他们在尽着自己的一切可能,拖延着司令部被最后突破的时间。
“我们已经被包围了,如果再继续死守在这里,至多还有两个小时,支那人的旗帜就会插到我的司令部。”山本敏松急急说道:“大佐,我建议,撤退,带上警卫,撤退!”
“必须要组织一支力量,从支那人还有缺口的东南方突击!以我们现在的能力,还是能能够杀出一条通道来,这也是我们唯一的希望了。”
今出川辉是想坚持武士道,是坚持到最后一刻。但是理智告诉他,还是赌上一把撤走吧。他现在还不能死,不能死,他还有未达成的心愿。
“给师团长阁下发电。”今出川辉站在了发报机前。
“昭和十二年十月二日,支那人以数倍于我的兵力,对我第三师团十八联队发起猛攻。是役,我联队全体官兵上下,努力抗敌,但敌攻势太猛,外线阵地全部失守。现在,我决定拼死突围!”
外面又响起了激烈的枪声,并且枪声越来越近了。今出川辉顿了顿,最后说道:“帝国万岁!天皇陛下万岁!第三师团万岁!”
也许是天照大神保佑,也许是运气不错,阵地上的中国军队全都打疯了眼,直朝着指挥部扑过去。阵地外围一时放松了警惕,今出川辉和他的参谋长带着六十来个人,从东南口拼死突围了出去。
在那里,他们遇到了增援过来的部队,却也没有能力再战。
此时,除去突围出去的人,十八联队5000余人悉数被歼。第十一师团,伤亡4000人,第三师团,损失了差不多五分之三的士兵。总计伤亡过了一万五千人,日军死伤惨重。
与此同时,新登陆的第九师团和十三师团抵达前线。
为了保存有生力量,邵瑞泽下令,全线收缩,停止进攻,等待援军,休整再战。
这一下,真是把日本上海派遣军打疼了。
两方都安静下来,一直以来是激战中心的罗店,陷入了前所未有的安静。
中国军队在极其恶劣的环境下主动出击,吞掉了日军十八联队,打残了第三师团,令日军死伤一万五千余人。消息一经公布,顿时震动了整个上海,震动了中日政府,震动了各国驻上海总领事馆。
这一天全国各地所有报纸,均是连夜加印的特刊。
头版头条刊登的报道,粗黑的大体字,“罗店大捷!”
“罗店大捷!罗店大捷!”
“《大公报》免费赠报,罗店大捷!”
“《申报》免费赠报,罗店大捷!”
无数的报童冲出了报社,无数稚嫩的声音在城市中响起。
无数个城市里,报纸几乎被哄抢一空,所有人的都几乎疯了一般争抢着一份报纸。一份报纸往往在哄抢下被撕成几份,最后,不得不笑着把各自的碎片拼在了一起,然后开始念,念着念着,无一不落泪动容。
“老少爷们,罗店还在咱们手里啊!上海还在咱们手里!”
有人叫得声音都已变得嘶哑,竟然一把用报纸捂住自己的脸,开始嚎啕大哭。
罗店、邵瑞泽、罗卓英,这三个名字在最短的时间内,成为了中国大地家喻户晓的三个名字。

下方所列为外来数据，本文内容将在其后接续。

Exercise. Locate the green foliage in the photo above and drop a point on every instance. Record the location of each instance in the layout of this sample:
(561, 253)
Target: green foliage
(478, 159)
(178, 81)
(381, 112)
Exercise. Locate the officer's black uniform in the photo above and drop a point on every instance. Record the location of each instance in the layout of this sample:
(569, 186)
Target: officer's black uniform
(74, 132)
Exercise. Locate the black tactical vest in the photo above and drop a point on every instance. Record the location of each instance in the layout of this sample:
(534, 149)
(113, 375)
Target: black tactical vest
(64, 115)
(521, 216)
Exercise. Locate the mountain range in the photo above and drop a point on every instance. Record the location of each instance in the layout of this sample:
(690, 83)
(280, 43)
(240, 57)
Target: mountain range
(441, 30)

但现在邵瑞泽并不知道发生的这一切,他带了指挥部的全体军官、参谋,出现在了前线。
阵地前,那些被击毁的战车在剧烈的燃烧,大块小块的尸块到处可见。空气中弥漫着一股浓浓的硝烟味道,还有人体烧焦后的焦臭味,而那掺和其中的血腥味更是让人作呕。
整段的战壕都被爆炸的气浪掀的七零八落,焦臭的风中弥散开着一股血腥味,不足四十米宽的阵地前横叠交加着尸体,视线所到之处,到处都能看到中日士兵的尸体,军官的、士兵的,猩红的鲜血粘粘的铺满了焦黑土地。
泥水、血水混合在一起,交汇成一条河流缓缓流淌。而一面残破的青天白日旗子,在暮色下有气无力的摆动。
“一寸河山,一寸血啊。”邵瑞泽无话可说,默了片刻,轻叹出声。
“邵司令,这下,你不用自杀了吧。”罗卓英走了几步,军靴踏进泥水里。脚边,就是飘在水面上的残肢。
“不用了。”邵瑞泽背着手,仰起头自嘲道:“我是不用自杀了。这下,想杀我的人,大概就换成了松井石根。”
罗卓英还想说什么,就听他在那里咬牙切齿,“只可惜,我没能拧掉今出川辉那个杂碎的脑袋!”
大地上血茫茫的,放眼看去,硝烟弥漫,血色蔽天。战场被鲜血染得通红,天空也变成了一片血红。邵瑞泽回头,与罗卓英对视一眼,均是苦笑。现在是安静了,可对于中国军队来说,更加残酷的战斗还在不远处,依旧等待着他们。
忽然的,一阵刺耳的轰鸣声,由远及近。
小孙下意识抬头,而他身边的参谋,却已经抢先吼叫起来。
“日本人的飞机!快!卧倒!卧倒!”
破空而来的,是十几架日军战斗机、爆击机。飞机一架接着一架尖啸着,俯冲而下。
那么近,那么近,已经能看得清机身上的红日。
机身下挂载的炸弹带着划破空气的凄厉哀鸣,从天而降,肆虐着每个人的耳膜。
“卧倒——卧倒——快卧倒——”
重磅的航空炸弹,冰雹一般的劈头盖脸砸落下来。
巨响,地动山摇。
震耳欲聋的爆炸声中,烟火冲天而起,天地为之色变。已经死亡的尸体被高高抛到了空中,水幕被哗啦啦溅起来,爆炸声此起彼伏。大地再一次的发出痛苦的尖叫声,爆炸的火光几乎将这片天空染成一片火红。
红黑色的烟云滚滚冲上云霄,烈火舔舐着一切可以燃烧的物体。橙红的火焰疯狂的扭曲翻滚在浓黑色的烟云中,带着令人窒息的灼热,将空气竟也烘烤的热浪滚滚。
战机来回俯冲的尖啸声中,小小的阵地完全的淹没在一片硝烟弥漫、血火交加之中。也许有半个小时,也许更长……不知过了多久,尖啸声远去了,小孙才敢把头探出来,他看到小昭正趴在战壕墙上,捂着耳朵。
他一下跳起来,在浓烈烫人的硝烟里嘶吼:“司令!司令!司令——”
小昭才睁开眼,就听见他的声音戛然而止。
那浑浊的泥水里,鲜血像是得到了舒展一般的弥漫开来,慢慢的,轻轻地,飘动着,弥散着,打着旋儿……鲜血是那样的猩红刺眼,就像是春节里家家户户张贴着的对联那样,红得让人头晕眼花。
邵瑞泽把罗卓英压在身下,半个身体都泡进了污浊不堪的泥水,背后一片血肉模糊。